Monday, December 6, 2010

The DSM: Good For What Ails You

The Times discusses here the vicissitudes of psychiatry's DSM definitions of disease with respect to narcissism:

“There’s a lot of self-centeredness in the world, and narcissist has become an instantly recognizable type,” even if people don’t appreciate the complexity of the diagnosis, said Dr. Andrew E. Skodol II, chairman of the DSM personality disorders work group and research professor of psychiatry at the University of Arizona College of Medicine.

Stripped of most — but not quite all — of its pathology, “narcissist” becomes an easy way to flag the self-smitten (if not used as an all-purpose insult), and sounds so much more thoughtful than “egomaniac,” the older term, invoking Greek myth and modern psychiatry. “It’s a shorthand you can apply to all these powerful and famous people that allows you to feel superior and have this gloss of science,” said Dr. Michael First, a psychiatrist at Columbia and a former editor of the DSM.

A word like that is not going anywhere, regardless of what the experts working on the DSM decide. On the contrary: in recent months some of the researchers pushing to drop the diagnosis have softened their stance; the betting now is that the diagnosis is going to remain in the final revision.

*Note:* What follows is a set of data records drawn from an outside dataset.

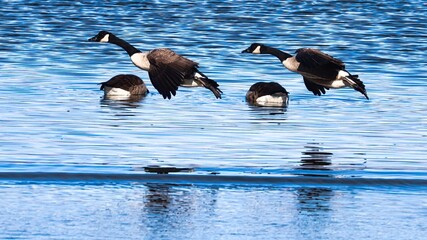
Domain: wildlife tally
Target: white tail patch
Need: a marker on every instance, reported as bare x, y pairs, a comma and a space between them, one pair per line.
109, 91
190, 83
272, 100
257, 50
342, 74
291, 64
106, 38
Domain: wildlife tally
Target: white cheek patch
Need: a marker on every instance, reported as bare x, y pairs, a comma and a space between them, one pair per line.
272, 100
257, 50
109, 91
105, 38
140, 60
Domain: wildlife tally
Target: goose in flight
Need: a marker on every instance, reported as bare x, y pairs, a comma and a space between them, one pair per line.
319, 70
167, 70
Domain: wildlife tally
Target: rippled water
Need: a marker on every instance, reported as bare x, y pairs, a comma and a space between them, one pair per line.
54, 119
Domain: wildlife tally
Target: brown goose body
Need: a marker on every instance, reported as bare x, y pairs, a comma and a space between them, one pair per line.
167, 70
320, 71
124, 85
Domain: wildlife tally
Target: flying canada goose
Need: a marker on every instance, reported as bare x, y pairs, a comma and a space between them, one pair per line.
267, 94
166, 69
124, 85
320, 71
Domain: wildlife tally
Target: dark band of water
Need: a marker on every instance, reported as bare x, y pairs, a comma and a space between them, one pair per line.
207, 179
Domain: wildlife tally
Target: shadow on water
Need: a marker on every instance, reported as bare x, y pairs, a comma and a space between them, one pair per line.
315, 158
270, 114
122, 104
168, 208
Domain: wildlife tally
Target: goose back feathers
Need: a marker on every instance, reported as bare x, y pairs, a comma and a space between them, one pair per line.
167, 70
320, 71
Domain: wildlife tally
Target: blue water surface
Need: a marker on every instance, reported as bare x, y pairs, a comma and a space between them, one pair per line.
54, 120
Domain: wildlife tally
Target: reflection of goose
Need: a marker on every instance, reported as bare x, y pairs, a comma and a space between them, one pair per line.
315, 158
313, 200
320, 71
124, 86
267, 94
166, 69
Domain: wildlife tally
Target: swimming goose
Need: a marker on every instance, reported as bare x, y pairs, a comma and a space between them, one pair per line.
320, 71
124, 85
267, 94
166, 69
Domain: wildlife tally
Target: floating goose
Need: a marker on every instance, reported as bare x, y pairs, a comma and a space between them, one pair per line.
319, 70
166, 69
267, 94
124, 85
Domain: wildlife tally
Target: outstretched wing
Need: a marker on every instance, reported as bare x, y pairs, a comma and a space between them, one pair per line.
167, 70
317, 63
317, 89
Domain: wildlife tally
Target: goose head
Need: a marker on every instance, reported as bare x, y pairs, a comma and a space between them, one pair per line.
255, 48
102, 36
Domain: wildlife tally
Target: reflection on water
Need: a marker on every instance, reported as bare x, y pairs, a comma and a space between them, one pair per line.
129, 99
313, 200
315, 158
50, 73
315, 161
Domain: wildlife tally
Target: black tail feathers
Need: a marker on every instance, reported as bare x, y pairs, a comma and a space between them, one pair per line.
358, 85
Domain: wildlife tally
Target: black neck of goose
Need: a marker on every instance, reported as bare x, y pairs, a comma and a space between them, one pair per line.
131, 50
282, 56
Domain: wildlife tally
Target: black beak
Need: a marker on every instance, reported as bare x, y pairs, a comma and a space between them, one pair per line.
93, 39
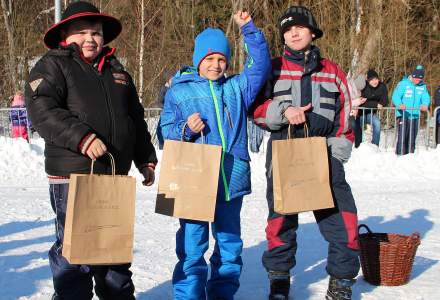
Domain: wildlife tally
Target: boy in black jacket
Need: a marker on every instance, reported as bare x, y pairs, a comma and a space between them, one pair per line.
83, 103
376, 94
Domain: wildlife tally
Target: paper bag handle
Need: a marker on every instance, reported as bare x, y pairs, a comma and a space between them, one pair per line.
112, 162
183, 133
306, 131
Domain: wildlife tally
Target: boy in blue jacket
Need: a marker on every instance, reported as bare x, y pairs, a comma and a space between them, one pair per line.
410, 97
202, 98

http://www.nytimes.com/2010/12/05/weekinreview/05carey.html?ref=weekinreview

You watch old movies--I saw 'The Lady Vanishes' the other day--and, one after another, Freudian references to the sub/unconscious come out, and seem ridiculously anachronistic. Then, too, 'hysteria' for women, 'homosexual neurosis' arising out of distant fathers and oppressive mothers--isn't everything mom's fault?

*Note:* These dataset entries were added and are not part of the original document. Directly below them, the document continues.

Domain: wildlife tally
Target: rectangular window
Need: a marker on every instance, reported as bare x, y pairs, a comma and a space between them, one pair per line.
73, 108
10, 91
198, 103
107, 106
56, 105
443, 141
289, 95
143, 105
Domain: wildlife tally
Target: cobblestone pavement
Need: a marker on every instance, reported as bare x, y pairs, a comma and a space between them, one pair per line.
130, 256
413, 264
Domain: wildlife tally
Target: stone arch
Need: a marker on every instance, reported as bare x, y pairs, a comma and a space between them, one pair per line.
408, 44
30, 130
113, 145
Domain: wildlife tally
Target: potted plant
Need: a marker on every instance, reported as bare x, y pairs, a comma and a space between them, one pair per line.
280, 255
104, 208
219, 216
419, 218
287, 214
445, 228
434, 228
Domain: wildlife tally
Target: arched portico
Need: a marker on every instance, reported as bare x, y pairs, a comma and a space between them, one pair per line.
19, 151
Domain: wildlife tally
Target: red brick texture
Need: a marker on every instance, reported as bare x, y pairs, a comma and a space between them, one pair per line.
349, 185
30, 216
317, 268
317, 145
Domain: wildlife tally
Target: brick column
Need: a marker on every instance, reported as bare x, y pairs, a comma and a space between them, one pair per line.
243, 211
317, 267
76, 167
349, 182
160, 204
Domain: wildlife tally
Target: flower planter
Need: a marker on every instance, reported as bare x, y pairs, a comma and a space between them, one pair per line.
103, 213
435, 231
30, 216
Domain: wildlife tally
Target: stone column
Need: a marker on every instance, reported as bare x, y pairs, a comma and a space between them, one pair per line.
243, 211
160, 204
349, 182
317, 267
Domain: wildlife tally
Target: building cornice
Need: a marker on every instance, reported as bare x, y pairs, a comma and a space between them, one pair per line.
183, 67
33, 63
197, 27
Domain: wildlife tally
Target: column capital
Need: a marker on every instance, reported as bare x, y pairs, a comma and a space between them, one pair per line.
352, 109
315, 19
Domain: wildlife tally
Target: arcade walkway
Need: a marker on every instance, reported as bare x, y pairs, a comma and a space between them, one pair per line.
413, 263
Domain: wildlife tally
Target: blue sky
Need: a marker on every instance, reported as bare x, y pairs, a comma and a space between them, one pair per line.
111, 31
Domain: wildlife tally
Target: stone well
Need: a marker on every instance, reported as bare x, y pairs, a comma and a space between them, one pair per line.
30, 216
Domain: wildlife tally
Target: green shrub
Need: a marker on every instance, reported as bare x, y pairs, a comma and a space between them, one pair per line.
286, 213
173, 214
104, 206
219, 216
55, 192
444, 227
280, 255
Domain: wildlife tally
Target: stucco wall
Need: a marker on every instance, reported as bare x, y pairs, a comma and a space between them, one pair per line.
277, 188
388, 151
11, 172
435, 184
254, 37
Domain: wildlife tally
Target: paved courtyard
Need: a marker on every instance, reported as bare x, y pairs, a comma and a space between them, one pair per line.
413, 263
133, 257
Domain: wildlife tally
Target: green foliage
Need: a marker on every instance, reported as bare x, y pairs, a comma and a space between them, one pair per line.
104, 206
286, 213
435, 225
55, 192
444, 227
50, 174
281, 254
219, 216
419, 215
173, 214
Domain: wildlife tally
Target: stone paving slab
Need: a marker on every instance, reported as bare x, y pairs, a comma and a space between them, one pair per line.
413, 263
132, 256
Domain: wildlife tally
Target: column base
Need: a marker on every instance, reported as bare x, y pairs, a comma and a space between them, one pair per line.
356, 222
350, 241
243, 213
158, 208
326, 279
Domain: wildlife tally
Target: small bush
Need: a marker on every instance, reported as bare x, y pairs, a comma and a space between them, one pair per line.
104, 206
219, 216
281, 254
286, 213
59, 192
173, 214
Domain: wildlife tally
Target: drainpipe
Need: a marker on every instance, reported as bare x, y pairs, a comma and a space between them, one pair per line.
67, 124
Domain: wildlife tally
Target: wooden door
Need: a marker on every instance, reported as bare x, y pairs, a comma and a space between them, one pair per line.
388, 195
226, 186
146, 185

Narcissism, like depression, is oft considered diseases to be treated, as diseases are--by empowered professionals speaking opaquely, using medicines and other methods. Selfishness and sadness/grief, on the other hand, are part and parcel of daily life, and close to universally apparent, at least on occasion, in every honestly observed human life. I'm not sure about this one. I've benefited myself from antidepressant medications and ECT, had good and bad therapy. I'm uneasy about a self-policing, self-defining elite arrogating to itself the right to assert a unique power or competence in dealing with entities which are impossible to differentiate from, well, life as we all live it. Don't like it when priests do that, either, despite the comfort some get from them. And then, there's Scientology, which loathes psychopharmacology across the board, and some dogmatic AA meetings which see individual therapy of any kind as subverting an alcoholic's only hope of recovery. With enemies like these...

2 comments:

Anonymous said...

Narcissistic Personality should not have been "downgraded." This personality has its roots in some very real pain that needs to be addressed.

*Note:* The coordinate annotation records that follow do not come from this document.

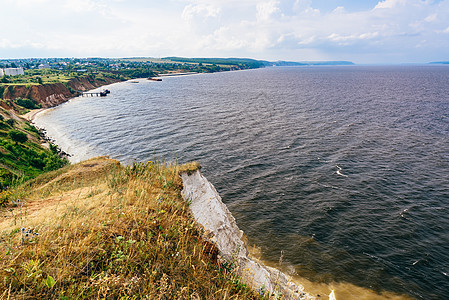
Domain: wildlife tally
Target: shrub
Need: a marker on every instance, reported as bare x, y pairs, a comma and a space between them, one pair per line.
17, 136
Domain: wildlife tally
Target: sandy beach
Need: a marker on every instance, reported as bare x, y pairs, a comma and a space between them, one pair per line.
31, 115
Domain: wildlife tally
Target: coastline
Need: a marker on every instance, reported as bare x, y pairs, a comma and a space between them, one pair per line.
33, 114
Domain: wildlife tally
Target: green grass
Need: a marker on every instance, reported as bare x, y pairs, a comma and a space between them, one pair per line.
111, 232
22, 161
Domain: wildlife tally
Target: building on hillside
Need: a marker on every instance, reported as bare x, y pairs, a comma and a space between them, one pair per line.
14, 71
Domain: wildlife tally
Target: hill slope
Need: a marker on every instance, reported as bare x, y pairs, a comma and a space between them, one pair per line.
101, 230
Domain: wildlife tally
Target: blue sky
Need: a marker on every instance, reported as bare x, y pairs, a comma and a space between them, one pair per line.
368, 31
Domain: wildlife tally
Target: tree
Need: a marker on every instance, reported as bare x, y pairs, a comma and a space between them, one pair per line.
18, 136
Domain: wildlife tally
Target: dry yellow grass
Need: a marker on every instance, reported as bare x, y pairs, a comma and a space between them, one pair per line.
108, 231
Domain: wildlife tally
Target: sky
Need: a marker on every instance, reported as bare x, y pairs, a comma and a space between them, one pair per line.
362, 31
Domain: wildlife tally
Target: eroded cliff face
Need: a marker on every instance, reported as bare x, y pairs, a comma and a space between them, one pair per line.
49, 95
221, 229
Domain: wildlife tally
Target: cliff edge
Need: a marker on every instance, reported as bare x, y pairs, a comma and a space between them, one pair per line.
221, 229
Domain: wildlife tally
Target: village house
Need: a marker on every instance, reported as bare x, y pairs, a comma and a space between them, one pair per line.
12, 71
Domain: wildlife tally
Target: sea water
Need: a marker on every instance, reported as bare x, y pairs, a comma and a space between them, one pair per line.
342, 171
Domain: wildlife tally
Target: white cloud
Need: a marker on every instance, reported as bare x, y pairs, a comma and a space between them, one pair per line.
269, 29
390, 3
199, 10
266, 9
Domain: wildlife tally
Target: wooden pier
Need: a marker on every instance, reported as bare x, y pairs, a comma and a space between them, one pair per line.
96, 94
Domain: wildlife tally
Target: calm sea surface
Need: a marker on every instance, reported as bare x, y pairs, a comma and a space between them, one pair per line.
344, 169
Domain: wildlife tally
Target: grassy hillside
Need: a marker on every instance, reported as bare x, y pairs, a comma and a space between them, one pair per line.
100, 230
22, 160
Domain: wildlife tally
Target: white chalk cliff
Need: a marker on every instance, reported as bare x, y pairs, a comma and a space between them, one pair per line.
221, 229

Yes, of course, it is always the mother's fault...Except when it is the father's, the teacher's, the priest's, the brother's, etc.

Thank you for for your comments on the "hysteria" thing. Nomenclature is horrible, as the root word is from womb or some such. I do think that Freud was on to something with respect to "hysterical conversion"--ie, that psychic pain can manifest as somatic disorders. However, the "hysteria" term needs to be thrown out the window.

ProfWombat said...

I'm ambivalent because i fully acknowledge the gravity of the issues, the blighting of lives, while being wary of defining them as diseases to be treated, oft to the exclusion of viewing them in a social context needing more than pharmacological address. And, recalling how homosexuality was once called a disease here, and dissent called a disease in the Soviet Union, I wonder what a 22nd century take on our DSM will be.

I don't divide psyche and soma all that much, and have no trouble with difficulties in either reflecting either or both. I do have trouble when people attribute, say, cancer recurrence to an insufficiently positive outlook.